É verdade que, em tempos que se anunciam difíceis, a solidariedade é demasiado importante para ser deixada à Administração Pública e, menos ainda, aos seus humores e conveniências de circunstância. O que tem acontecido recentemente prova-o. Se a garantia de solidariedade para com os mais fracos e desvalidos está no âmago das atribuições do Estado, esta é a altura certa para celebrar um contrato de partilha com as instituições que têm a solidariedade no seu ADN e que são exemplares no exercício do seu papel. Quando estão em causa valores tão fundamentais, não nos podemos dar ao luxo de desperdiçar recursos e energias.
Movida pela desconfiança e pela presunção de competência, a Administração Pública tem a ambição de tudo tutelar, de ser omnipresente. Nega o princípio da subsidiariedade, dentro do aparelho de estado, centralizando. Nega-o, socialmente, monopolizando. Não estranha, por isso, que se ignore a descentralização e, em particular, a regionalização, quando se discute a reforma do Estado que fica, à partida, convenientemente coxa. Não estranha, por isso, que poucas ou nenhumas funções se atribuam às empresas quando se discute o rendimento social de inserção, como se esta se pudesse fazer ignorando os empregadores.

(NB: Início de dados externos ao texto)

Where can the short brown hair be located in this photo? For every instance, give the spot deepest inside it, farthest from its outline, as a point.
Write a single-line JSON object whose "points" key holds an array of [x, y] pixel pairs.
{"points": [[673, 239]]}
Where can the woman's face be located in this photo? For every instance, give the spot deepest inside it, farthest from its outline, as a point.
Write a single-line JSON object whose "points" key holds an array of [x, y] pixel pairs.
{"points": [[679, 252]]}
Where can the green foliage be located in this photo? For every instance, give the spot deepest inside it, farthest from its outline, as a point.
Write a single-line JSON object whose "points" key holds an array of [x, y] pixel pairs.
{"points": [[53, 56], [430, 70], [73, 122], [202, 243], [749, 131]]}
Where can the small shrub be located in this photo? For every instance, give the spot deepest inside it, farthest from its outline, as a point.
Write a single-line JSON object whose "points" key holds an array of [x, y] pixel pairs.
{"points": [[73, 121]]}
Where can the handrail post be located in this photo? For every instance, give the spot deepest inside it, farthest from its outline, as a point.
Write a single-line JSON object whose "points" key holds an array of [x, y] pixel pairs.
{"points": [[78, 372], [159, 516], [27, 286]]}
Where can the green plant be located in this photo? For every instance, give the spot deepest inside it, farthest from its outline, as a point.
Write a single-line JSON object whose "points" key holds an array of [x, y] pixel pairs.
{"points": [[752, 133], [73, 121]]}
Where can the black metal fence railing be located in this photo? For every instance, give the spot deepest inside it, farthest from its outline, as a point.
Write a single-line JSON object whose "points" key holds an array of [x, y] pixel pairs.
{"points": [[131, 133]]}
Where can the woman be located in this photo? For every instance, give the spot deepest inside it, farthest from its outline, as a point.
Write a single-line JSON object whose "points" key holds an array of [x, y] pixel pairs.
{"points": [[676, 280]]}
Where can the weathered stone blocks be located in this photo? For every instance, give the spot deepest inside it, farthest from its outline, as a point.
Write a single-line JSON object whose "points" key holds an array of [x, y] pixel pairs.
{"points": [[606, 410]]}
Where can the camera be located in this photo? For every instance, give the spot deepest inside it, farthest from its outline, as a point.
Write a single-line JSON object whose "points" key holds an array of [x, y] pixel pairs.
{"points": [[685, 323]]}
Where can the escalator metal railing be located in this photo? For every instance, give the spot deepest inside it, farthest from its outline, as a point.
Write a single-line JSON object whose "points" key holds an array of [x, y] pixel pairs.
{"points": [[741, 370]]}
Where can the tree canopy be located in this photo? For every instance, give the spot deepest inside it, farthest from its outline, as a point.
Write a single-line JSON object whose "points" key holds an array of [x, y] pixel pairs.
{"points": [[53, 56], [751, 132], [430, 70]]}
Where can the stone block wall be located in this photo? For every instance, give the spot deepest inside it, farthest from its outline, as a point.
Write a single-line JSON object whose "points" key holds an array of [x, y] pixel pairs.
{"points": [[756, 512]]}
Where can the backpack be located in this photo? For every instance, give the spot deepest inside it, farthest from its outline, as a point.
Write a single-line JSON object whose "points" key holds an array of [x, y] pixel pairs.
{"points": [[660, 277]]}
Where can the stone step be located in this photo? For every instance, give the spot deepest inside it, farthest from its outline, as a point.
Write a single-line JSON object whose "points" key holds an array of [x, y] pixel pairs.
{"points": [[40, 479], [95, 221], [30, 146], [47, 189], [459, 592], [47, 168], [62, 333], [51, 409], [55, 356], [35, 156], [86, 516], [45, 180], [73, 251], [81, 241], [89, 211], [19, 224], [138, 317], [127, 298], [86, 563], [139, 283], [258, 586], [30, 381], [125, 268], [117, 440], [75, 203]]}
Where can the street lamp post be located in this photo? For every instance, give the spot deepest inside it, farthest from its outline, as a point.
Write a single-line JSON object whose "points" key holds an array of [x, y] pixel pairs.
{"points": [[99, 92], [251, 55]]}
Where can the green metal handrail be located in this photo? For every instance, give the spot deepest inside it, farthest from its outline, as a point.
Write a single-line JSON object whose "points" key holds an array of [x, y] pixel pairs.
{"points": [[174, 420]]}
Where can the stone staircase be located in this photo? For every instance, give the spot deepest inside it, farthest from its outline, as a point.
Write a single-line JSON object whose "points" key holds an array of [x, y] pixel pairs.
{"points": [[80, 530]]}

2011 não vai ser um ano fácil. A solidariedade para com os deserdados é um imperativo. Os recursos serão cada vez mais escassos, exigindo parcimónia e eficiência. Não chega. Menos do mesmo é menos... Há um limite para os cortes. Ousar crescer é urgente. Sem crescimento não há solidariedade que resista. Não podemos desistir do futuro: temos de pôr todas as alternativas em cima da mesa, discuti-las sem preconceitos, escolher, decidir e actuar em conformidade. Socorro-me do título do último livro de D. Manuel Clemente: "Porquê e para quê? Pensar com esperança o Portugal de hoje".